Directive 2009/111/EC of the European Parliament and of the Council of 16 September 2009 amending Directives 2006/48/EC, 2006/49/EC and 2007/64/EC as regards banks affiliated to central institutions, certain own funds items, large exposures, supervisory arrangements, and crisis management took force on 7 December 2009.

The Directive amendment applicable to capital requirements is primarily a response to shortcomings revealed by the financial crisis, one of them being the due functioning of the supervision over cross-border bank groups; the major changes thus do not involve only banks and other regulated parties, but the very regulators themselves. The other areas to which the amendment applies include exposure rules, liquidity risk management, application of hybrid capital instruments in capital management and the requirements for securitization transactions.

Supervision over Cross-Border Bank Groups

The new rules introduce conditions for improved cooperation between national supervisory authorities of individual affected Member States which are also required to consider the impact of their decisions on the stability of the financial systems in other states of the group. The consolidating regulator will have to establish the so-called college of supervisors to coordinate the procedures. In addition to national supervisory authorities of subsidiary banks, the college members may include national regulators of countries in which major branches are located. The amount of capital requirements for a bank group should be determined upon mutual agreement between national supervisory authorities.

Large Exposure Rules

The changes primarily apply to exposure toward another banking institution; the current limit of exposure in the amount 25% of the institution’s own funds toward a single non-banking counterparty remains unchanged. The exposure rules have been simplified. The scope of security which can be considered in terms of the limits has been extended.


The amendment to the Directive sets forth further rules for liquidity risk management. The system for the identification, management and monitoring of liquidity risks must be adequate to the line of business, scope, complexity as well as the level of risk involved and risk tolerance determined by the managing body. It must also reflect the significance of the bank in each Member State in which the bank operates. Pledged assets will have to be distinguished from those that are at all times available, especially in emergencies. A banking institution will be required to have an emergency plan to cover any liquidity crisis.
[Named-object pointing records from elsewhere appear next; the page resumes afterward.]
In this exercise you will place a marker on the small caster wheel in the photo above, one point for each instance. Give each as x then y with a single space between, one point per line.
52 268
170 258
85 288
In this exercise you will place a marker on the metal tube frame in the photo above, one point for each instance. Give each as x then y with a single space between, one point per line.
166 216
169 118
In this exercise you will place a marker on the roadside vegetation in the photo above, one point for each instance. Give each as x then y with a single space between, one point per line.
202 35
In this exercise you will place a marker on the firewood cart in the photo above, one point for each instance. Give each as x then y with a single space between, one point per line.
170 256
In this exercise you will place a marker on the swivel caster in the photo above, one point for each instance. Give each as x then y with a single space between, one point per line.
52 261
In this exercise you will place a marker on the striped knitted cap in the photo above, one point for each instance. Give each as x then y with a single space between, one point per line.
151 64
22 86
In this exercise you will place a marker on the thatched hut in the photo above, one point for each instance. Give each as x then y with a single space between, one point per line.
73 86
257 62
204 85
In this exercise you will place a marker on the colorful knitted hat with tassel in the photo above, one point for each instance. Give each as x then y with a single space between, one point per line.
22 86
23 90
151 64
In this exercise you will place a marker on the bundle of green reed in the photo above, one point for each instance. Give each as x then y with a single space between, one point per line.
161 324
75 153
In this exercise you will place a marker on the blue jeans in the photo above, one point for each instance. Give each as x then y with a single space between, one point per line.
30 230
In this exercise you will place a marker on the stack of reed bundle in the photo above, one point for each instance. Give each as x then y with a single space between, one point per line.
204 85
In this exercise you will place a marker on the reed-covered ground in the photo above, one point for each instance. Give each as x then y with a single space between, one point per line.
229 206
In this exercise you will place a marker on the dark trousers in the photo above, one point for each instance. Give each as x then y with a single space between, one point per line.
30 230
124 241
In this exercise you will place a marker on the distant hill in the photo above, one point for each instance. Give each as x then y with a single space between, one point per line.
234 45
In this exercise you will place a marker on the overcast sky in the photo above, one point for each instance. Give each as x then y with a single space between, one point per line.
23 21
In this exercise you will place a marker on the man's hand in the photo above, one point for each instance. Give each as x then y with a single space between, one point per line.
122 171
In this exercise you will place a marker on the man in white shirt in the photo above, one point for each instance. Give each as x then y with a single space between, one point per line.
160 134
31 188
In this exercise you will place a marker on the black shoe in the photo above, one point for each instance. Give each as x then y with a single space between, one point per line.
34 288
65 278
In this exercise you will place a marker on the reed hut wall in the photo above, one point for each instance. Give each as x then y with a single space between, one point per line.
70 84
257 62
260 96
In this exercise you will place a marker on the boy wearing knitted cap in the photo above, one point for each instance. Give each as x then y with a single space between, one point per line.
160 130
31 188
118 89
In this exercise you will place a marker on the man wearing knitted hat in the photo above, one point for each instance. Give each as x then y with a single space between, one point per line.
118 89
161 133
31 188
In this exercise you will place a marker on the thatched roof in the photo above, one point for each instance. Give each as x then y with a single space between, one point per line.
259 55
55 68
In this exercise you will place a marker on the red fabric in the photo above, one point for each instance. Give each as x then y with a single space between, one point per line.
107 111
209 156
Stricter Procedures for Securitization Positions

Requirements for the transparency and due diligence are made stricter especially where the securitization transaction transformed an original loan risk. Any bank investing in securitization positions will be required to document that it has relevant information on the risks associated with such transaction and that it has procedures on how to monitor the quality thereof, including base assets; such banks are further required to carry out their own stress testing. Credit institutions which are the originators of the securitization must provide investors with easy access to all substantial data of the securitization exposure. They must also inform them of what significant interest in the underlying assets they retain; to harmonize the interest of both parties to securitization transactions; the amendment requires the originators to keep a certain minimum amount of exposure to the risk – the so-called material net economic interest. The minimum amount of the material net economic interest is 5% - e.g. 5% of the nominal value of each tranche sold. Failure to follow and comply with the requirements does not authorize the bank to exclude securitized exposures from capital requirements.

Member States will be obliged to comply with and perform the adopted measures to increase the stability of the banking sector effective 31 December 2010.